Figure 6 Voltage and timing waveform of 4-bit parallel adder and subtractor
CD logic does not require keeper and node X is always connected to either VDD or GND rail except during the contention mode. The inverter protects the internal node and makes the total internal capacitance predictable.
In the Figure 7, the voltage and the current waveforms are shown which is used to analyse the total power consumption of the circuit using micro wind tool . The total power consumed is 0.866mw .The average drain current of these cell is about 9.281mA
Figure 7 Voltage and current waveform of 4-bit parallel adder and subtractor.
Figure 8 CD Logic 4-bit parallel adder and subtractor capacitance vs delay value.
Also Delay value of CD logic 4-bit parallel adder and subtractor shown in Figure 8. Delay value 0.013ns to 0.043ns depends on capacitance charging and discharging value.
Input time value (11.825ns to 4.14ns) depends on output frequency range (84.57MHZ to 0.24GHZ) value obtain.

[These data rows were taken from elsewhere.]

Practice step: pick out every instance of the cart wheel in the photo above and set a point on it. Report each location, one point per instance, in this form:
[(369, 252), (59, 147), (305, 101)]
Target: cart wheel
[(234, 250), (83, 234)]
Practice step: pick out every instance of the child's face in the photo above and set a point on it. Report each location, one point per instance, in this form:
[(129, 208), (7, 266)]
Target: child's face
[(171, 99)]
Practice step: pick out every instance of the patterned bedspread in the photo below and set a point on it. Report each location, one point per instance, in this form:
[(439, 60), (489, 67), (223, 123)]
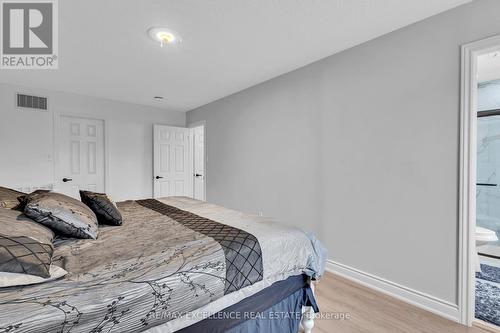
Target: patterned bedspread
[(170, 257)]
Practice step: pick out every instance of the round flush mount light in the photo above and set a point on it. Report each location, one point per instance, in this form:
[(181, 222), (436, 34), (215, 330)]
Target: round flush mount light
[(164, 36)]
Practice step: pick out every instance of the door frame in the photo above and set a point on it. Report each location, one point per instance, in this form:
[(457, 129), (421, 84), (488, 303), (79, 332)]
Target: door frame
[(57, 141), (467, 172), (198, 124), (190, 155)]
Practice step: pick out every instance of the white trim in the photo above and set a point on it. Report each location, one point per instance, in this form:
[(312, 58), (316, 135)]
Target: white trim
[(204, 124), (467, 181), (419, 299)]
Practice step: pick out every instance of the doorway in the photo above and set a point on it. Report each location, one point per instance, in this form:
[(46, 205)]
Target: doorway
[(199, 162), (179, 161), (479, 250), (80, 155)]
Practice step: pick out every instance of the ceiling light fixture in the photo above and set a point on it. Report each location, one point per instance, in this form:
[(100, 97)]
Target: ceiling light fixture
[(164, 35)]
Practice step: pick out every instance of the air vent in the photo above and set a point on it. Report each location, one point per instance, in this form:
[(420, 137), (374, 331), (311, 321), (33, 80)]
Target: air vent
[(31, 102)]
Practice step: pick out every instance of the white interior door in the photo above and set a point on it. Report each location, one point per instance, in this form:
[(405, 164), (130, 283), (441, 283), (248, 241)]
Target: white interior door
[(199, 162), (172, 162), (80, 155)]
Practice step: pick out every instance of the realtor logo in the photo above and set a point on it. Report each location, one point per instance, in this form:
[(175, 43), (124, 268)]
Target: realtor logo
[(29, 34)]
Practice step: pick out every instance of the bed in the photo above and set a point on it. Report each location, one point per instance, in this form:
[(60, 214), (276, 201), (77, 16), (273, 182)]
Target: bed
[(176, 264)]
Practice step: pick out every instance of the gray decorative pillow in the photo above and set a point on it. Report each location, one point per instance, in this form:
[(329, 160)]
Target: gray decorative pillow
[(25, 255), (25, 246), (8, 198), (14, 223), (64, 215)]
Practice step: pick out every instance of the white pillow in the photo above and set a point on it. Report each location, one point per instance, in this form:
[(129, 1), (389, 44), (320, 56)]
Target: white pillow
[(17, 279)]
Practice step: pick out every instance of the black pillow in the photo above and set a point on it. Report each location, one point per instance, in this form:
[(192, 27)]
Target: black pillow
[(23, 199), (105, 210)]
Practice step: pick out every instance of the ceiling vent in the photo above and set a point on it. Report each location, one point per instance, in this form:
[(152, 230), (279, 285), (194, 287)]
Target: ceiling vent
[(31, 102)]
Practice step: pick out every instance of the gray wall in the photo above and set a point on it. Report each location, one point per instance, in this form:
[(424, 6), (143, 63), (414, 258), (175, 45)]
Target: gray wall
[(361, 148), (27, 140)]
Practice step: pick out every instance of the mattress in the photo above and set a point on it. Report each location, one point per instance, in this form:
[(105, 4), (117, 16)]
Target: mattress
[(171, 258)]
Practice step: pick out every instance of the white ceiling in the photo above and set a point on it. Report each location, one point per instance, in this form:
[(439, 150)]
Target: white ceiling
[(488, 67), (228, 45)]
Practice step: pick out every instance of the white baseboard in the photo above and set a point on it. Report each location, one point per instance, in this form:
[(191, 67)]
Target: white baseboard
[(424, 301)]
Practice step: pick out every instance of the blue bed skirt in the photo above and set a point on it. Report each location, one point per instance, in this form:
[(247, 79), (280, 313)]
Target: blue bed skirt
[(274, 309)]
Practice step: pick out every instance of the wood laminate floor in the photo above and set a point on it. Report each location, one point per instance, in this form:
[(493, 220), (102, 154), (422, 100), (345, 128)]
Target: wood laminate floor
[(374, 312)]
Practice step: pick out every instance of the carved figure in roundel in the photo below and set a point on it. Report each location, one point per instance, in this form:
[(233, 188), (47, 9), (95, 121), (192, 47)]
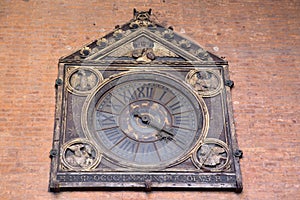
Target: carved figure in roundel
[(83, 80), (206, 83), (80, 155), (212, 155)]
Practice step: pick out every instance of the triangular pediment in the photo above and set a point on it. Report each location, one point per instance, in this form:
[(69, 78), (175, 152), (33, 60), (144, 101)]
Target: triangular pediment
[(142, 41)]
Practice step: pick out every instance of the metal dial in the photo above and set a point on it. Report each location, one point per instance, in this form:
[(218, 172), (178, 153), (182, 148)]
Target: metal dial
[(145, 120)]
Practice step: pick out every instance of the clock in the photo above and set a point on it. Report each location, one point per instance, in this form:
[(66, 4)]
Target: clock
[(143, 120), (144, 107)]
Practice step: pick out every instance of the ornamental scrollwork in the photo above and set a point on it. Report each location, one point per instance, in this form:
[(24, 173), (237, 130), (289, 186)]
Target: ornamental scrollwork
[(80, 155)]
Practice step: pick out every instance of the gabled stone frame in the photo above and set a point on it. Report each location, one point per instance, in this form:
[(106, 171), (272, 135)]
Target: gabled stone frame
[(143, 44)]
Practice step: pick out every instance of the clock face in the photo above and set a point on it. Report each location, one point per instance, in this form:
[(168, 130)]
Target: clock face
[(145, 120)]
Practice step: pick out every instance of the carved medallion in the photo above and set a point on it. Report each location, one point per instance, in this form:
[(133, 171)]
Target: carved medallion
[(206, 82), (80, 155), (82, 80), (213, 155)]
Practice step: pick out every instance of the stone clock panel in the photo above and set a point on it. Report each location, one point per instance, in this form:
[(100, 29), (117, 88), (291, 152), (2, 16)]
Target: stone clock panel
[(143, 107)]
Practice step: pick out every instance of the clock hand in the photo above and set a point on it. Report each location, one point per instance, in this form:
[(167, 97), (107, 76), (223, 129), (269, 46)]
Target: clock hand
[(161, 128)]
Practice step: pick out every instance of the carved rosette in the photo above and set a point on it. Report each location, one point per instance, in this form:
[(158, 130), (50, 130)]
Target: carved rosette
[(80, 155), (206, 83), (212, 155), (81, 81)]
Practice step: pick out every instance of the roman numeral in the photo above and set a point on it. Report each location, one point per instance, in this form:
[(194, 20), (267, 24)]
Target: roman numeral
[(105, 119), (128, 145), (128, 95), (182, 120), (143, 92), (175, 106), (162, 96), (113, 103)]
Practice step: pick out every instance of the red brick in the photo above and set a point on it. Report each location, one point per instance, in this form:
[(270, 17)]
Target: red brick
[(260, 39)]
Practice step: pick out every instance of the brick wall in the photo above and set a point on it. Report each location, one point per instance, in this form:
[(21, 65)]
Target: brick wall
[(260, 39)]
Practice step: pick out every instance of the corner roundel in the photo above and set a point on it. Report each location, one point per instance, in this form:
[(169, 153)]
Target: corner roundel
[(212, 155), (81, 81), (206, 83), (80, 155)]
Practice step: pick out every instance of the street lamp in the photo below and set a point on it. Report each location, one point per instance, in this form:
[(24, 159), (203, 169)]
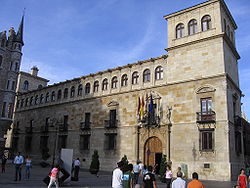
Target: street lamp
[(169, 113), (55, 123)]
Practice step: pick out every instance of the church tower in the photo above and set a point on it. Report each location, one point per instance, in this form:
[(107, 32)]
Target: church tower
[(201, 47), (10, 60)]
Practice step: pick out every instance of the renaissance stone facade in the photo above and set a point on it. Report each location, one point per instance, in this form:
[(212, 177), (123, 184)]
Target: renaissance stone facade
[(10, 60), (185, 104)]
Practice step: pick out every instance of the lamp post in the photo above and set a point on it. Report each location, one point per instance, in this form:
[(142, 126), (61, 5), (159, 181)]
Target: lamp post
[(55, 123), (169, 113)]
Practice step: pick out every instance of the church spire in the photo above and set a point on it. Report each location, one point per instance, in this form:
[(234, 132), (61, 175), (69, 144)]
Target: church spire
[(19, 35)]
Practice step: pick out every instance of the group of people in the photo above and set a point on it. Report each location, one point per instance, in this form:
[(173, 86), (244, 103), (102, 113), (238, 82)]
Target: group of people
[(19, 162), (129, 179), (179, 182)]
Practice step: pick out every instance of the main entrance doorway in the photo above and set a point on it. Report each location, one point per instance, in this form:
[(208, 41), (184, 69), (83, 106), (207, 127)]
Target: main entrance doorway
[(153, 152)]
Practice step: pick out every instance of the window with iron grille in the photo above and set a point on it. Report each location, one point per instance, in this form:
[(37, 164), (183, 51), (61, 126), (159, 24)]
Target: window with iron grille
[(110, 141), (84, 142), (206, 139)]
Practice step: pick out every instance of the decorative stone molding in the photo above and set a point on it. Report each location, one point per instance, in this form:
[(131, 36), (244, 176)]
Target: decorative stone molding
[(112, 103), (205, 89)]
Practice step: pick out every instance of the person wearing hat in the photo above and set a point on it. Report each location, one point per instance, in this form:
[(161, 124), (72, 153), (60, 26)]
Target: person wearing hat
[(117, 176)]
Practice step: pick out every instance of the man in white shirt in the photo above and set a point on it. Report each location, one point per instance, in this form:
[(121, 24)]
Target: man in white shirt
[(179, 182), (117, 176), (77, 164), (18, 161)]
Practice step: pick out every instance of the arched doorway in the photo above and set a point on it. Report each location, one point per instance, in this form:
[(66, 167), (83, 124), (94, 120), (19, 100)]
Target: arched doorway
[(153, 152)]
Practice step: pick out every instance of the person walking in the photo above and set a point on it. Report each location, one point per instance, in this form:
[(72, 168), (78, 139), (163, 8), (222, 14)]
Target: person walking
[(137, 171), (77, 164), (168, 176), (28, 166), (242, 179), (18, 161), (149, 179), (54, 174), (179, 182), (4, 160), (195, 183), (128, 177), (117, 175)]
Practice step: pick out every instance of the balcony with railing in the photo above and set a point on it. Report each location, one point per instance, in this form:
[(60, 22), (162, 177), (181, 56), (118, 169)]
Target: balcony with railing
[(237, 121), (63, 127), (111, 124), (206, 117), (28, 130), (44, 129), (84, 126), (16, 130)]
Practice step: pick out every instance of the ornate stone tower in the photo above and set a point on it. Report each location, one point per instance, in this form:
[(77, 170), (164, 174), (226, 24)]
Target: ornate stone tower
[(10, 60)]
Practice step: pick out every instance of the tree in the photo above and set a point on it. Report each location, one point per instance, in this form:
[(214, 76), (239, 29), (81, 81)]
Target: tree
[(125, 161), (163, 168), (95, 164)]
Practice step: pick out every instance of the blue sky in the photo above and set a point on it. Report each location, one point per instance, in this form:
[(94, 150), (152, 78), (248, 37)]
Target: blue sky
[(71, 38)]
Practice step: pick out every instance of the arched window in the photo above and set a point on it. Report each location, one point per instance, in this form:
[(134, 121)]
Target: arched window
[(206, 23), (135, 77), (1, 60), (146, 75), (79, 92), (59, 94), (41, 98), (96, 86), (72, 91), (53, 96), (87, 88), (192, 27), (26, 101), (31, 101), (65, 93), (36, 99), (105, 84), (47, 97), (114, 82), (2, 43), (39, 86), (124, 80), (159, 73), (26, 85), (180, 30)]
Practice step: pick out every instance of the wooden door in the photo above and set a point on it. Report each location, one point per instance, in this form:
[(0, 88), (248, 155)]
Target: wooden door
[(152, 146)]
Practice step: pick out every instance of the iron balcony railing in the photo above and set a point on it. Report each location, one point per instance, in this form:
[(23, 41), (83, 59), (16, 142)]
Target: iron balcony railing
[(206, 117), (85, 125), (111, 124)]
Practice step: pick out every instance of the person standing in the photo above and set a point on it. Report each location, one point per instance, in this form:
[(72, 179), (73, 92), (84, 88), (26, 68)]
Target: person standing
[(168, 176), (117, 175), (128, 177), (242, 179), (179, 182), (195, 183), (54, 174), (4, 160), (149, 179), (28, 165), (18, 161), (77, 164), (137, 170)]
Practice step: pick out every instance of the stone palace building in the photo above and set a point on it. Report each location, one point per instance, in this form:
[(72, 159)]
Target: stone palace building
[(185, 104)]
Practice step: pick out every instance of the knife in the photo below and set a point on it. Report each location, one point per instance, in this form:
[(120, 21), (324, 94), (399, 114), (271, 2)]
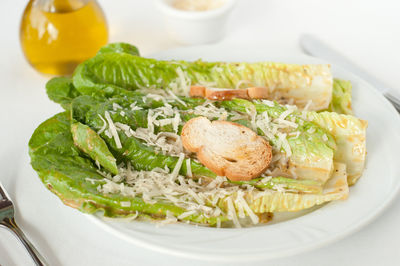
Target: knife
[(317, 48)]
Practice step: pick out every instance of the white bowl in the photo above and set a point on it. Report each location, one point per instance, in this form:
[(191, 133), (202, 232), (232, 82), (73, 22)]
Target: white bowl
[(195, 27)]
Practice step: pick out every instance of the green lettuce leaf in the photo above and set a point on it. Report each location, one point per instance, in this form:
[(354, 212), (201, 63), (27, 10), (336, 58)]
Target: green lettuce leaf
[(111, 71)]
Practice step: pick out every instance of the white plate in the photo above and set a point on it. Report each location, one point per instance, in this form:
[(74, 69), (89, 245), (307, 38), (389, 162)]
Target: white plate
[(377, 187)]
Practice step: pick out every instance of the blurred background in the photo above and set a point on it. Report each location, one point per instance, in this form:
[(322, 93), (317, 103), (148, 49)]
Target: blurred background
[(366, 31)]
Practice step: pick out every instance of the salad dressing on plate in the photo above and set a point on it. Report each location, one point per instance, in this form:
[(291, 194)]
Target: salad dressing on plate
[(57, 35)]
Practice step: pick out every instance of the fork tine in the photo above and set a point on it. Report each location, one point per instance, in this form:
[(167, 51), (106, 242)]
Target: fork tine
[(3, 193)]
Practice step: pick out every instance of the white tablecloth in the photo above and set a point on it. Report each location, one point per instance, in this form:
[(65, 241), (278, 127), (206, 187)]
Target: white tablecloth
[(368, 32)]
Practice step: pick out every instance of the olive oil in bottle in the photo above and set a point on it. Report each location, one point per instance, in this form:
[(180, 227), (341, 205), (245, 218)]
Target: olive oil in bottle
[(57, 35)]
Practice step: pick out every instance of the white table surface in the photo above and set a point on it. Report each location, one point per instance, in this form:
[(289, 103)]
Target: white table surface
[(368, 32)]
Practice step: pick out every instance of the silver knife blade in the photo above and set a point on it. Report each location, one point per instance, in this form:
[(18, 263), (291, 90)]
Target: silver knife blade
[(317, 48)]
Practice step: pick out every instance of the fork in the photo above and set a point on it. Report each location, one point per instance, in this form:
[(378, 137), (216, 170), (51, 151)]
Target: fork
[(7, 220)]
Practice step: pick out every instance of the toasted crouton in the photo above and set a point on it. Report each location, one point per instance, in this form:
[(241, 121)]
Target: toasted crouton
[(229, 94), (226, 148), (225, 94)]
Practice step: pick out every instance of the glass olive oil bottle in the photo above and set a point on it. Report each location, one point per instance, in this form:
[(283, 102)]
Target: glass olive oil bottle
[(57, 35)]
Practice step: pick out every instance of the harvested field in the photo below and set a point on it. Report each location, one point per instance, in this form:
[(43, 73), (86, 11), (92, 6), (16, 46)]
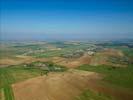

CD logic is used only to replace the critical path instead of the entire circuit and clock gating can reduce CD logic's power consumption.Delay value 0.013ns to 0.043ns depends on capacitance charging and discharging value.
The performance discrepancy between dynamic and static logic is less obvious in next generation CMOS process, i.e, 45nm and below, because interconnect capacitance instead of drain capacitance begins to dominate the delay . However, it is expected that CD logic will remain similar performance enhancement in the future since the improved performance is mainly contributed from both the constant number of transistors in the critical path and the pre-evaluated characteristic. Furthermore, the excessive leakage problem which begins to dominate the overall power consumption in deep-submicron technologies will also help CD logic since CD logic is in a disadvantageous position compared to other logic styles primarily in terms of dynamic power consumption. Hence, in advanced processes such as 45nm and below CD logic is expected to exhibit additional energy efficiency compared to its counterparts. Because of its high performance capability, CD-Logic is particularly suitable for high performance digital application, such as high speed parallel-prefix adder in a high performance arithmetic logic unit in a modern CPU.